Open chouinar opened 1 month ago

chouinar commented 1 month ago

Summary

Fixes #1983

Time to review: 5 mins

Changes proposed

Updates the transformation code to handle a case where a parent record (ie. opportunity or opportunity_summary) is deleted, AND the child records (everything else) is marked to be deleted as well.

Also added a new way to set metrics that handles adding more specific prefixed ones (eg. total_records_processed and opportunity.total_records_processed) - will expand more on this later.

Context for reviewers

Imagine a scenario an opportunity with a summary (synopsis) and a few applicant types gets deleted. The update process for loading from Oracle will mark all of our staging table records for those as is_deleted=True. When we go to process, we'll first process the opportunity, and delete it uneventfully, however we have cascade-deletes setup. This means that all of the children (the opportunity summary, and assistance listing tables among many others) also need to be deleted. SQLAlchemy handles this for us.

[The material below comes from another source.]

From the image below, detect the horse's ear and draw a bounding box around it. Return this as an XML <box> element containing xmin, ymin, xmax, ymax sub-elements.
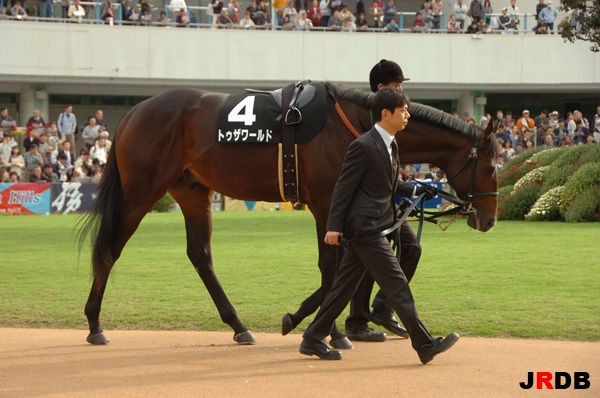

However, this means when we then start processing the synopsis record that was marked as deleted - we would error and say "I can't delete something that doesn't exist". To work around this, we're okay with these orphan deletes, and we just assume we already took care of it.

Additional information

To further test this, I loaded a subset of the prod data locally (~2500 opportunities, 35k records total). I then marked all of the data is is_deleted=True, transformed_at=null and ran it again. It went through the opportunities deleting them. When it got to the other tables, it didn't have to do very much as they all hit the new case. The metrics produced look like:

total_records_processed=37002
total_records_deleted=2453
total_delete_orphans_skipped=34549
total_error_count=0

opportunity.total_records_processed=2453
opportunity.total_records_deleted=2453

assistance_listing.total_records_processed=3814
assistance_listing.total_delete_orphans_skipped=3814

opportunity_summary.total_records_processed=3827
opportunity_summary.total_delete_orphans_skipped=3827

applicant_type.total_records_processed=17547
applicant_type.total_delete_orphans_skipped=17547

funding_category.total_records_processed=4947
funding_category.total_delete_orphans_skipped=4947

funding_instrument.total_records_processed=4414
funding_instrument.total_delete_orphans_skipped=4414

And as a sanity check, running again processes nothing.